Mulholland was instrumental in introducing SNCC to Stokely Carmichael, a key figure in the Black Power movement. She says late one night, she received a call from another SNCC member that had joined the Freedom Rides. He told her that they were trapped in a church in Montgomery, surrounded by the Ku Klux Klan.
Dr. Martin Luther King was also inside. She says they told her “Joan, we need help. Send more riders!”
She and other students flew to New Orleans and took the Illinois Central Train to Chicago. They got off at the Jackson, Mississippi stop, she was arrested after they all entered the “whites-only” waiting room at the bus station.
For Mulholland, the struggles of the Civil Rights Movement were deeply personal, and even dangerous. In the Hinds County Jail she says she and about 30 other people were put into a cell that was designed for four people. Then, she was transported to Parchman Farms Penitentiary.
“I’ll never forget my time in Parchman Penitentiary,” she shared.
Mulholland says after she was released, she was determined to make integration a “two-way street,” so, she enrolled in the Historically Black University, Tugaloo College. There, she continued her activism and worked to organize sit-ins.
Jackson, Mississippi is also home to Hezekiah Watkins, who was only 13 when he first joined the movement. He remembers the moment he saw the Freedom Riders on national television and felt compelled to take action.
“I saw people being beat, spat on, and drug by their hair. I had to be a part of that,” he recalled.
Along with a friend, he biked to the Jackson bus station to meet the Freedom Riders, where he was arrested and placed on death row at Parchman Penitentiary at just 13 years old.
Reflecting on his harrowing experience, Watkins said, “I never thought I’d see my family again. Those 13 days will always stay with me. It was a scar that never healed.”
Despite this, Watkins left prison determined to continue fighting for freedom. He is the youngest and most arrested Freedom Rider, detained a staggering 109 times. Today, he shares his story at the Civil Rights Museum in Jackson, Mississippi—the same city where he was arrested and put on death row.
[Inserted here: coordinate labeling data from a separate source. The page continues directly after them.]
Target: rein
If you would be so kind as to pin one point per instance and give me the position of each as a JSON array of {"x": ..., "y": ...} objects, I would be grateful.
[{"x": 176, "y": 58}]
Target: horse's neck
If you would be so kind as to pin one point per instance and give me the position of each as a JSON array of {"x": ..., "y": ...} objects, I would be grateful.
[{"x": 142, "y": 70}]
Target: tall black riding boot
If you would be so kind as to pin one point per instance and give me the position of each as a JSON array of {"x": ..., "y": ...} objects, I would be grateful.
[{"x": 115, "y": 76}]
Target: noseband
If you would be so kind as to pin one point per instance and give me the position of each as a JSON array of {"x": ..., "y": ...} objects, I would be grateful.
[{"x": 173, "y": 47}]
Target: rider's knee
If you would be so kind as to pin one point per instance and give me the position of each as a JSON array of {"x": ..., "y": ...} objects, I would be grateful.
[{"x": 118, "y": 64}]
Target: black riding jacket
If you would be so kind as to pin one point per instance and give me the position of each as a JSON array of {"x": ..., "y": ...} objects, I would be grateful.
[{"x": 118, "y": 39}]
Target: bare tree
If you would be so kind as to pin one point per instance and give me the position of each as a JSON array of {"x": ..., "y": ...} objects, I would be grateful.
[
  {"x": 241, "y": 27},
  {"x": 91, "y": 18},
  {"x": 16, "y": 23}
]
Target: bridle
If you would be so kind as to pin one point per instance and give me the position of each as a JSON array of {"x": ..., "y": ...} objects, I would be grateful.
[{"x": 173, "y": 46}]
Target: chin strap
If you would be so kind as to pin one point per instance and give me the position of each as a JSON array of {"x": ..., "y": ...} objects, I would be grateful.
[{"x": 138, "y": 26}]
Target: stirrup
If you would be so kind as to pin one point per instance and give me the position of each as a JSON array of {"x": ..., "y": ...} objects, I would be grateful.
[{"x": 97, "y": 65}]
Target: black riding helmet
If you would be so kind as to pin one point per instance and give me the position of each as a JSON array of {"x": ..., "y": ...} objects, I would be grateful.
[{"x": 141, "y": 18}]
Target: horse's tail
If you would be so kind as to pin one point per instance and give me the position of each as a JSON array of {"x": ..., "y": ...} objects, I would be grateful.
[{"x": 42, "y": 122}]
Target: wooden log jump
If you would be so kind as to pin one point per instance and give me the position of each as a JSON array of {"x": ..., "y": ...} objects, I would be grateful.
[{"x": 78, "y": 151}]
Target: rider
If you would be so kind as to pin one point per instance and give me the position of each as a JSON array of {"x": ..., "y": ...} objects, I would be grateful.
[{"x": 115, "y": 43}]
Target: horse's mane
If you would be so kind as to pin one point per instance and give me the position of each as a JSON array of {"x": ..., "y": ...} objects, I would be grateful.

The legacy of these courageous activists is undeniable. Thanks to their tireless work, the South was eventually desegregated, and African Americans won the right to vote. Today, Houston, like much of the country, stands as a testament to the diversity and progress that these brave individuals helped to create.
The story of their sacrifices and triumphs remains an important chapter in American history, reminding us that freedom was not easily won, but fought for through “good trouble.”